A from-scratch guide for Creative Powerup members who want their custom Agent or Catalyst to learn from experience — to stop repeating mistakes and get better at meeting them over time. Starts with why a learning loop matters and what learning actually means for an LLM agent (hint: not retraining), then gives concrete, step-by-step setups for both the No-code (Gemini Gem) and Maker (folder + AGENTS.md) paths.
You gave your agent a name, a brief, and a few brain docs. It knows you on day one. The question this guide answers: how does it know you better on day one hundred?
This guide assumes zero prior context. If you've built an Agent or a Catalyst through Inception — or you're about to — this is how you give it the one thing the setup doesn't include by default: the ability to learn from experience.
Out of the box, your agent meets you fresh every single time. It is brilliant and attentive within a conversation — and then the conversation ends, and most of what happened evaporates. Next session, it makes the same wrong assumption it made last week. It offers the kind of advice you've told it three times you don't want. It never quite accumulates a relationship with you, because nothing carries forward except whatever you deliberately hand it.
For an Agent (jobs-to-be-done), this shows up as friction: re-explaining your context, re-correcting the same misread of your priorities. For a Catalyst (becoming), it's deeper and sadder — a companion meant to notice your drift and accelerate your movement toward yourself can't notice anything across time unless it remembers. A guide with no memory is just a very good stranger, repeatedly.
Here is the liberating misconception to drop right now: you do not need to train, fine-tune, or technically modify the model to make your agent learn. That's a different, expensive thing, and it's almost never what you actually want.
For an agent like yours, learning means something simpler and entirely within your reach:
Learning = capturing what matters from experience, and feeding it back into the agent's context.
An LLM only "knows" two things in any given moment: what's baked into the model, and what's in front of it right now — its instructions, its attached knowledge, the conversation so far. You can't change the first. But the second is entirely yours to curate. A learning loop is nothing more than a disciplined practice of curating that context over time.
This single idea is the whole guide:
Context is the memory. Learning is curating the context.
Not all learning is the same. It helps to name three distinct things, because they're captured and fed back differently:
| Kind | What it is | The signal |
|---|---|---|
| Lessons | Distilled corrections — "don't do that," "always do this." | That was wrong. |
| Exemplars | Golden moments worth repeating — a response that nailed your voice. | That was right. More like that. |
| Memory | The running record of what happened and who you're becoming. | This is what's true now. |
Your Inception kit already gives you the third — that's your log (the witness journal for a Catalyst, the check-in log for an Agent).

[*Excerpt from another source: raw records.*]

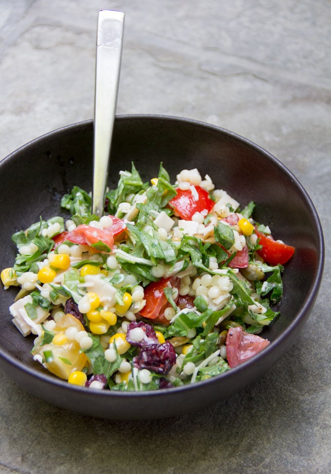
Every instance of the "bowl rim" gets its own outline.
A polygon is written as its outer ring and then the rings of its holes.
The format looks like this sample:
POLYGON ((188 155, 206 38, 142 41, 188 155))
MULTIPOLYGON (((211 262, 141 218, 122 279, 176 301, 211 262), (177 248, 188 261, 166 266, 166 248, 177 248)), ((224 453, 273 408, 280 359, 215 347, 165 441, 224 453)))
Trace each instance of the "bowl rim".
MULTIPOLYGON (((212 385, 214 383, 216 383, 221 378, 224 380, 225 382, 227 379, 231 379, 236 377, 238 374, 242 372, 245 374, 246 373, 248 368, 252 367, 252 366, 258 365, 262 358, 264 359, 266 357, 268 357, 268 356, 271 357, 272 353, 276 350, 276 348, 281 345, 285 347, 285 350, 282 351, 282 355, 284 353, 288 350, 292 345, 293 341, 291 341, 291 335, 293 334, 294 328, 297 326, 303 326, 306 320, 309 317, 310 311, 311 311, 315 300, 317 296, 323 276, 325 259, 324 239, 322 226, 317 210, 311 198, 298 179, 295 177, 292 172, 278 158, 276 158, 260 146, 235 132, 232 132, 217 125, 213 125, 194 119, 175 115, 147 114, 116 115, 115 116, 115 125, 116 122, 118 123, 120 121, 124 120, 144 119, 148 121, 155 120, 156 119, 158 120, 161 119, 165 121, 179 121, 190 125, 199 126, 200 127, 206 128, 216 132, 219 133, 221 132, 225 135, 244 143, 246 146, 252 147, 256 150, 257 149, 280 168, 281 171, 285 173, 288 178, 290 178, 291 180, 293 182, 297 188, 299 189, 302 197, 304 198, 306 205, 310 210, 311 214, 313 219, 315 229, 317 231, 319 251, 316 265, 316 277, 311 288, 310 292, 306 295, 306 298, 302 302, 300 310, 297 312, 293 320, 291 322, 288 326, 285 329, 282 331, 281 333, 272 341, 272 343, 266 347, 263 351, 256 355, 252 359, 250 359, 237 367, 232 368, 230 370, 224 372, 215 377, 205 380, 195 382, 193 384, 188 384, 180 387, 174 387, 171 389, 160 389, 158 390, 148 390, 142 392, 117 392, 110 390, 98 390, 96 389, 87 388, 84 387, 80 387, 73 384, 69 384, 67 380, 62 380, 55 376, 49 374, 47 372, 45 372, 44 373, 41 371, 37 370, 35 368, 27 366, 24 363, 16 359, 6 351, 4 350, 0 347, 0 358, 3 359, 9 364, 14 365, 15 368, 18 369, 19 371, 31 376, 33 378, 37 379, 40 382, 46 383, 46 384, 50 384, 52 385, 55 385, 62 389, 64 389, 65 390, 69 390, 71 392, 73 390, 77 391, 86 396, 88 396, 89 393, 91 396, 94 396, 96 393, 98 393, 100 397, 110 397, 112 398, 119 397, 122 398, 123 397, 125 397, 128 398, 128 399, 132 398, 145 398, 147 396, 148 396, 149 397, 157 397, 160 396, 161 395, 164 395, 165 394, 170 397, 173 394, 174 396, 176 394, 179 392, 182 393, 184 392, 190 391, 195 388, 198 388, 198 387, 203 387, 207 385, 212 385)), ((1 170, 2 166, 3 166, 3 164, 12 159, 15 157, 16 154, 21 152, 24 149, 33 146, 37 143, 39 141, 47 139, 48 137, 53 136, 55 134, 66 133, 77 128, 91 126, 92 125, 93 121, 93 119, 89 119, 76 122, 63 127, 58 127, 54 130, 51 131, 38 137, 34 138, 11 152, 9 155, 0 161, 0 171, 1 170)), ((296 337, 296 336, 295 336, 295 338, 296 337)))

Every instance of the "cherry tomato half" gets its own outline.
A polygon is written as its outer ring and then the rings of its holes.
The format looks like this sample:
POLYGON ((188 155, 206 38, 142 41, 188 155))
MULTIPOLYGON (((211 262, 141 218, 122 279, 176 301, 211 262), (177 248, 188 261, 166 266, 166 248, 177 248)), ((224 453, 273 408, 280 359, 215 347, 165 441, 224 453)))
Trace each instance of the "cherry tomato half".
MULTIPOLYGON (((144 299, 146 300, 146 304, 140 311, 140 314, 147 319, 153 320, 155 322, 169 324, 169 322, 165 317, 165 310, 171 306, 167 300, 164 291, 164 289, 169 286, 173 288, 179 287, 179 279, 171 277, 170 278, 161 278, 158 282, 152 282, 148 284, 144 290, 144 299)), ((174 300, 177 303, 177 297, 174 300)))
POLYGON ((259 232, 256 228, 255 233, 257 236, 258 243, 262 247, 257 250, 257 253, 269 265, 283 265, 292 257, 294 247, 281 242, 278 242, 270 236, 259 232))
POLYGON ((121 234, 127 228, 122 219, 113 216, 110 217, 112 219, 112 224, 107 228, 98 229, 87 224, 80 224, 68 232, 67 240, 82 245, 92 245, 102 242, 110 248, 112 248, 114 237, 121 234))
POLYGON ((244 332, 240 326, 230 328, 225 342, 229 365, 236 367, 248 360, 270 343, 270 341, 259 336, 244 332))
POLYGON ((190 221, 196 212, 206 210, 208 214, 215 204, 208 191, 201 186, 194 186, 196 193, 192 192, 191 187, 188 190, 176 188, 177 195, 169 201, 175 213, 185 221, 190 221))

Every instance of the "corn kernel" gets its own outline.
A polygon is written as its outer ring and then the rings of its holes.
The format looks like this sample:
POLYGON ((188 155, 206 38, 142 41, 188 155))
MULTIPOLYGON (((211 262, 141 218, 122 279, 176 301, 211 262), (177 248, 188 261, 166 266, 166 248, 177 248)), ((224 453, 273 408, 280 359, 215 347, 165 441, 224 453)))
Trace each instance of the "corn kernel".
POLYGON ((109 329, 109 324, 106 322, 90 322, 90 329, 93 334, 105 334, 109 329))
POLYGON ((183 346, 182 349, 182 353, 186 356, 187 354, 188 354, 192 347, 193 346, 192 344, 185 344, 185 345, 183 346))
POLYGON ((129 308, 131 306, 132 298, 129 293, 126 292, 123 296, 123 304, 119 304, 116 303, 114 307, 116 313, 120 315, 125 314, 129 308))
POLYGON ((91 309, 96 309, 100 306, 101 303, 98 295, 96 293, 90 291, 86 294, 86 296, 91 305, 91 309))
POLYGON ((249 221, 243 218, 238 222, 238 226, 244 235, 251 235, 254 230, 254 226, 249 221))
POLYGON ((126 383, 128 383, 130 378, 130 376, 131 375, 131 371, 129 372, 125 372, 124 374, 122 374, 121 372, 118 372, 117 374, 116 374, 116 375, 119 376, 118 379, 119 380, 120 379, 121 380, 120 383, 125 382, 126 383))
POLYGON ((111 336, 109 340, 109 343, 116 344, 117 352, 120 355, 124 354, 131 347, 131 344, 128 342, 126 339, 125 334, 120 332, 117 332, 116 334, 111 336))
POLYGON ((53 339, 52 342, 55 345, 63 345, 68 341, 68 338, 63 332, 58 333, 55 334, 53 339))
POLYGON ((17 275, 16 272, 13 268, 4 268, 0 275, 1 281, 4 286, 18 286, 17 275))
POLYGON ((88 311, 86 316, 91 322, 101 322, 102 321, 100 311, 97 309, 91 309, 91 311, 88 311))
POLYGON ((56 272, 48 265, 46 265, 39 270, 37 274, 38 280, 41 283, 50 283, 56 276, 56 272))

This guide adds the first two, and shows how all three work together.
One honest principle before the how. A real learning loop for a personal agent is human-in-the-loop by design. You decide what counts as a mistake worth remembering. You decide which moment was golden. The system's job is not to judge — it's to reliably carry your judgment forward so you don't have to re-make it every week.
This is deliberate, not a limitation. The moment you automate the discernment — letting the agent decide on its own what to "learn" — you get drift: it reinforces its own confident errors. Keep the discernment human. Automate only the delivery. (This is the same principle the Cosmo platform itself runs on: improvement through patient, attentive curation — kaizen — not through letting the machine grade itself.)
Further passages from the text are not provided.